This general encyclopedia of the avant-garde, the first of its kind if we disregard existing dictionaries devoted to regional avant-garde movements, is well edited. It will become a major resource for anybody interested in avant-garde art and literature of the 20th century. The entries, written by a sizeable number of international specialists [End Page 661] from a broad variety of disciplines, are unfailingly informative and concise and cover an astonishing number of movements, practices, and personalities. There are some true gems and unexpected discoveries, such as the articles covering literary avant-garde practices in the Arab world and in Turkey, or the meticulous entries dealing with 20th-century art and literature in Eastern Europe. Some, but surprisingly few, items are missing (one might have wished for separate coverage of Sots art, or of important groups such as Collective Actions or the [post-] Yugoslav retro-avant-garde; the latter formation is mentioned in an entry on the group "Neue Slowenische Kunst"). Particularly useful are the broadly conceived surveys of avant-garde practices in major countries of the world, from Germany to the United States, Japan, and several Latin American nations.

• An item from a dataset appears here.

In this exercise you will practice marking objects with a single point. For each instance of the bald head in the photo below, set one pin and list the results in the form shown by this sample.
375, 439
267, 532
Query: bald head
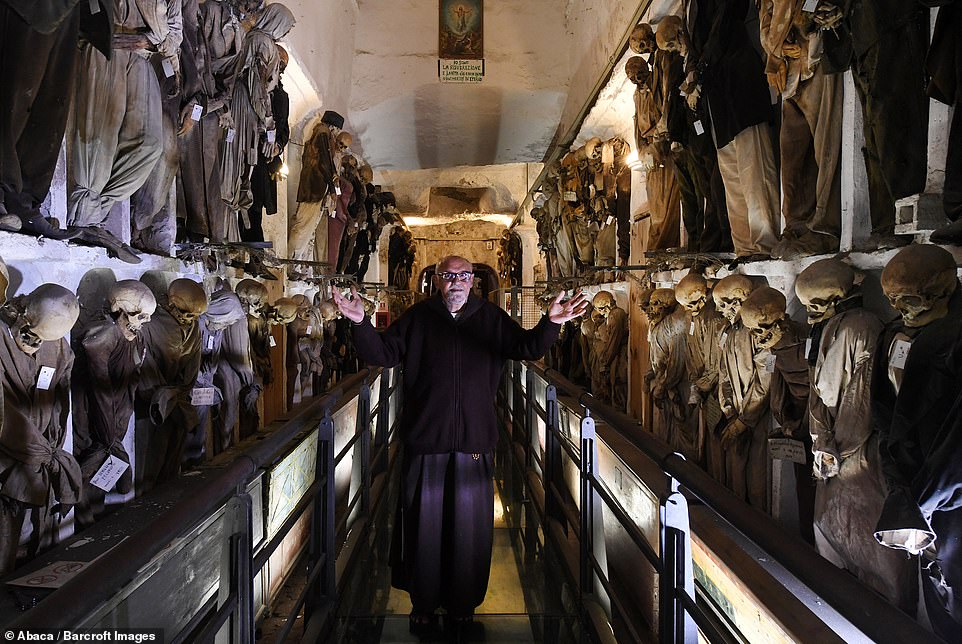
444, 264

On occasion, there are complications, such as when the Yugoslav neo-avant-garde movements (and pivotal groups like Gorgona) are listed under "Croatia," a state that did not exist when these groups operated. This is not a moot point since the specific conditions of life in formerly Socialist Yugoslavia were formative for neo-avant-garde artists in the 1960s and 70s. A similar point could be made about neo-avant-garde art in the Russian part of the former Soviet Union, which the book lists under "Russia," even though much of Moscow-based neo-avant-garde practice in the 1970s was inextricably tied to life in the former Soviet Union. The rather broad definition of "avant-garde" in this volume means that its entries could be extended virtually ad infinitum. For instance, there is a (brilliant) short entry by Frieder Nake on what he calls computer art, but there is none on net art or on other forms of new media art.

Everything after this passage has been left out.